3 ways to use content marketing

From my experience, there seem to be three main ways to use c ontent marketing for your business. I offer the same piece of advice to pretty much everyone I talk to about content marketing, which is: work out why you're using content marketing and what your goals are. Then you can choose the method that suits you best.

If you don't know why you're doing something, you can't measure whether it's working or not.

Method one: driving traffic

Driving traffic is the most broad of these three methods. Using content marketing to drive traffic would force you to focus on things like click-worthy headlines, trending or popular topics, having your articles republished or guest posting to get links back to your blog and making your articles easy to share.

Each method of content marketing will force you to focus on different areas, which is why I advocate knowing which method you're using. You don't want to realise after months of hard work that you've been focusing on the wrong things.

Because driving traffic is such a broad method, it means that you're going after eyeballs on your content—any eyeballs. You'll focus a lot less on reaching the "right" people, and just go after anyone who will click. In the past this method has often seen me trying to push a blog post on Hacker News because that's where the traffic is, regardless of whether the topic was appropriate or not.

It's not necessarily a bad method, though. It's a bit like throwing everything at the wall and seeing what sticks; the more traffic you can get to your blog, the more people you'll find who love what you do and want more of it.

One thing to keep in mind about this method is that traffic will often spike due to unknown causes or uncontrollable reasons. For instance, maybe a high-profile blogger links to one of your articles, or you get something republished on a popular blog with lots of traffic. Or sometimes it's just that a post you write will go nuts on your own blog—everyone will be scrambling to read it while the similar post you wrote last week withers away in your archives. It's just the way of content marketing that you'll see spikes of traffic sometimes which are impossible to systematically replicate.
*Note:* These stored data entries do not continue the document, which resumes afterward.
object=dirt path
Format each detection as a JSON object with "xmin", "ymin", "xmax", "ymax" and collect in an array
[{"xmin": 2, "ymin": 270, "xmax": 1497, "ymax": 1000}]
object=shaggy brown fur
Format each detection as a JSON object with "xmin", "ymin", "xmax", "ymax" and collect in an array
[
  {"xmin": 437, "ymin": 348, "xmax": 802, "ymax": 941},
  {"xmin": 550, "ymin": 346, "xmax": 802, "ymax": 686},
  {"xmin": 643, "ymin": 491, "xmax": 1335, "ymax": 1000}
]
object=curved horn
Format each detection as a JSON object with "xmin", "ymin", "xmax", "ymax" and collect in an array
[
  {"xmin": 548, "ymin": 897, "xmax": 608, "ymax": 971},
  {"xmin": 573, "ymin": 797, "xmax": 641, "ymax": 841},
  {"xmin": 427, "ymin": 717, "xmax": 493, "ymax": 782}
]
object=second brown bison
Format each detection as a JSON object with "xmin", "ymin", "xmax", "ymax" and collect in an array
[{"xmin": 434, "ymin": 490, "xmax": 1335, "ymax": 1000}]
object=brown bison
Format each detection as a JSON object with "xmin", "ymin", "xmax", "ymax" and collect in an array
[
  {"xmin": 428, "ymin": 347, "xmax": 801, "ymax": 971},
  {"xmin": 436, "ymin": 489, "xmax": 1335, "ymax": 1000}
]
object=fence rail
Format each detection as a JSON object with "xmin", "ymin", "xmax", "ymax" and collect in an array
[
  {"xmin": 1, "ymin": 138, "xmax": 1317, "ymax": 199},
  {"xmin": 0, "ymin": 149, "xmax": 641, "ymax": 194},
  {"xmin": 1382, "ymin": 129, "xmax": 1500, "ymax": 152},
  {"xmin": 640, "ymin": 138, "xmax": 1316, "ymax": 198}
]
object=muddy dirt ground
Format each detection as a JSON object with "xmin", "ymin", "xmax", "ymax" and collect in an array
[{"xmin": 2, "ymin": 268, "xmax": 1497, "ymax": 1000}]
Because of that, I like to focus on baseline traffic as a measurable goal. If your average traffic has been increasing month over month for the past year, you're probably doing something right. When you look at those numbers, it won't matter that you had a week where your traffic dipped, or a particularly huge day three months ago.

Method two: building familiarity and trust

This method is inspired by Rand Fishkin from Moz. Rand put together a slide deck years ago that explained how to use content marketing and I've been leaning on it heavily ever since I came across it.

Rand argues against using content to directly gain leads or conversions, and instead focus on building familiarity, likeability and trust with your audience. He also points out that this is a broad content strategy. When you're building a rapport with your audience, you can create content that's not only relevant to current or potential customers, but to anyone who knows them. An introduction to your content by a trusted friend is surely a quality lead to what may become a strong relationship in time.

Relationships are a lot harder to quantify than clicks or signups. The intangibility of content marketing results is often a turnoff, but there are a few things you can look at to see whether this method is working. Return visitors, followers on social media and mentions of your brand on blogs, social media posts and forums all point to a strong community that feels engaged with you.

If this is your aim with content marketing, you'll focus less on "any content people will click on" and more on content that is useful, credible, high-quality and unique. When most people start out with content marketing, they don't have many resources to work with. This often leads to a choice between creating high-quality content less often or maintaining a very regular publishing schedule of lower-quality content. If you're building a relationship with your audience, trust is paramount. Putting out exceptional work less often than you'd like is the compromise I'd suggest, versus losing (or never gaining in the first place) your readers' trust by producing mediocre content they don't care about.

Method three: driving conversions

The most specific of these three methods is to drive conversions. The goal in this case is generally to get readers to sign up for something: your product, your mailing list or buying a book or other secondary product. Just like you would with a landing page, this method calls for optimising the flow from entrance to signup (or purchase).

Of all three methods this is my least favourite, and the one I'd be least likely to recommend using content marketing for. Conversions are a short-term, optimisation area of marketing, whereas content marketing is a long game that draws customers in slowly.

This doesn't mean you can't use content for conversions, though. It just means your focus will be a lot smaller. You'll be writing specifically for current and potential customers so your topic pool will be smaller, your social outreach will be more targeted and you'll spend a lot of time focusing on how well your content converts, and editing things like your blog layout and calls-to-action about your product. This is kind of like the advertorial of content marketing: it's ostensibly content, but you care more about sales than writing a good post.

Choosing your own method

You may use a mixture of these methods, but knowing which one is your main goal can help you focus and make decisions about your content strategy. It also makes it easier to choose which metrics to focus on so you can measure your progress.